Niemals hätte sie mit so einer Geste gerechnet, denn Sympathie und Vertrauen hin oder her, was hatte er sich nur dabei gedacht? Vom materiellen Wert des Rings abgesehen, wies er eine noch größere spirituelle Kostbarkeit vor, der man mit Achtung und Respekt begegnen musste. Chihiro konnte immerhin den Respekt aufbringen, ihn zurückzugeben - ganz gleichgültig, wie sehr ihr der Ring auch von Anfang an gefallen hatte und wie gern sie ihn gehabt hätte.

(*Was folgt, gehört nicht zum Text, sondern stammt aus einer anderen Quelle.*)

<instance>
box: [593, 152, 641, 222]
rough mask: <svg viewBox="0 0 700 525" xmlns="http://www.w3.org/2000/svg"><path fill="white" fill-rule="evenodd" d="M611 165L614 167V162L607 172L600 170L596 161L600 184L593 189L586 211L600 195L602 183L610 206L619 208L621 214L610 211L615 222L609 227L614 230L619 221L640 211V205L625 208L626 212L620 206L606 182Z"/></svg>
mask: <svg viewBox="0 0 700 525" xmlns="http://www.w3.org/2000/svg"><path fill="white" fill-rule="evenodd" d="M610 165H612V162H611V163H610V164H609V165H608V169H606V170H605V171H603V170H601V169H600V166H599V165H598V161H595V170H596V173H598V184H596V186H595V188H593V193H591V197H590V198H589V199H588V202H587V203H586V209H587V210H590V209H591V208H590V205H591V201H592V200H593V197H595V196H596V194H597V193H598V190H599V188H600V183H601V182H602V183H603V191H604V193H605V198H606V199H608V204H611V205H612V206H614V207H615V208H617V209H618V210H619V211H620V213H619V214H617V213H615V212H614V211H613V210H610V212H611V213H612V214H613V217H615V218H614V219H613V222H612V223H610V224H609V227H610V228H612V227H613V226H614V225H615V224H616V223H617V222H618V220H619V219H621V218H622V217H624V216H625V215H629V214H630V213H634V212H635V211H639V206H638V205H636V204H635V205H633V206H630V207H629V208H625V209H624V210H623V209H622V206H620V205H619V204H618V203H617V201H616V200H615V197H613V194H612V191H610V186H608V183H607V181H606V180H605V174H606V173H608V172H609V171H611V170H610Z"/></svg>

Das Fahren wurde schwieriger und verlangte ihre gesamte Konzentration und auch Kraft, denn der Guss wurde immer heftiger, als sie durch den Wald fuhr. Gerade als sie überlegte an den Rand zu fahren und ihrem Vater Bescheid zu geben, geriet ihr Vorderrad ins Rutschen und sie verlor beinahe die Kontrolle. Der Roller kam vom Weg ab und Chihiro konnte um ein Haar verhindern, dass sie gegen einen Baum fuhr. Ihre Hand rutschte plötzlich vom Gas, sodass sie kaum etwas ausrichten konnte. Sie steuerte ins Nichts, denn der dichte Regenvorhang erlaubte es ihr kaum, ihre Umgebung zu erkennen. Sie ahnte nur, dass sie über ein Feld fuhr... und merkte viel zu spät, wohin die Reise ging. Der See tauchte so plötzlich vor ihr auf, dass sie den Lenker nicht herumreißen oder abspringen konnte. Ihrer Kehle entglitt noch ein Schrei, als sie über den Feldrand direkt ins Wasser stürzte. Ihre Hände klammerten am Lenker, wodurch das Gewicht ihre Gefährts sie mit nach unten zog. Chihiro stieß sich von ihrem Roller los und begann zu schwimmen, trat kräftig ins Wasser und wollte an die Oberfläche. Ihr Helmgurt schnürte sich um ihr Kinn und das harte Plastik umschloss ihren Kopf. Sie versuchte ihn unter Wasser zu öffnen, strampelte dabei mit den Beinen, um aufzutauchen. Der Helm löste sich zwar, doch die Oberfläche schien sich immer weiter von ihr zu entfernen, anstatt dass sie sich darauf zu bewegte. Chihiro kämpfte immer stärker gegen das Wasser an, doch es war, als würde sie in die Tiefe gezogen. Eine endlose Tiefe, die sie ganz verschluckte.